В начале войны я это делала, теперь не делаю, потому что скажут: «Вот крутит, вертит хвостом!..» А в первые дни войны это было и так помогало сплачивать людей!..
Я спросил Веру, что делает она там, у себя на батарее, когда расстраивается? И Вера рассказала, что выходит по траншее под разрывы снарядов и рассчитывает: этот тут разорвался, где разорвется следующий? Вон там? Укрывается от него. Где следующий? Опять укрывается, перебегает, прячется, ей нравится эта «игра», нравится, что осколки летят, — это успокаивает ее. Возвращается в землянку успокоенная.
Причины такого состояния («а, все равно!») бывают разные, иногда — мелочь. Но чаще всего, если кто-либо 13 командиров делает глупость, что-либо явно нелепое, из амбиции.
— Левая огневая точка. Самая опасная, — немцы били туда всегда. Душа болит за находящихся там: а не натворил ли что-либо уже немец? Надо пойти…
Должен бы идти кто-либо из командиров роты или заместителей. Скажешь. Никто не идет… Одеваешься, чтоб идти самой. Уговаривают: «Незачем туда ходить, нужды нет, приказано не шататься зря» — и так далее. Будто бы заботятся обо мне, на самом деле прикрывают собственное нежелание идти. Обидно!
Прибежал бледный старший сержант Бирюков: «Прямое попадание в землянку. Все убиты.
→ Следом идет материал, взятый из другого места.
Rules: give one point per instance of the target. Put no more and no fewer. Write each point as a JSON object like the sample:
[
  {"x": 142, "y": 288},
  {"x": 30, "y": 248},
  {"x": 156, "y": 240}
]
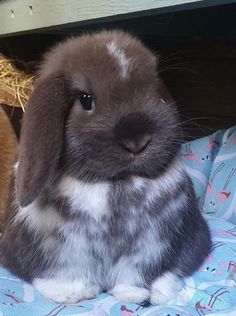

Я один — стоял в дверях, выбросило… Пять человек убиты!..»
Командир роты: «Надо послать туда людей, раскапывать!» Я: «Не надо! Раз прицельный огонь ведет — значит, нельзя посылать, накроет! Одного не пошлешь, он ничего не сделает. Надо пять-шесть. А немец выждет, накроет их!..» Спор. Командир роты — старший лейтенант Ланко — в амбицию. Звонит по взводам, требует людей. Собирает восемь человек, хочет и моих. Моих я не даю (мои — артиллеристы; он хотел — двенадцать).
Посылаем тех восьмерых. Когда подошли к разбитой землянке — прямым, тяжелым — всех, остался ранен только один, остальные убиты (а до этого немец выжидал, не стрелял!)… Сразу такое состояние, — одеваюсь, молча выхожу, иду по траншее, туда, к разрывам… Адъютант Володя, двадцать четвертого года, как мальчик, сзади, не слушает приказаний оставить одну, идет: «Товарищ лейтенант, вы хотите, чтоб вас убило? Да?.. Товарищ лейтенант, вы хотите, чтоб вас убило, да?..» На полдороге хватает за шинель, держит силком, не пускает… Если б пустил — убило бы!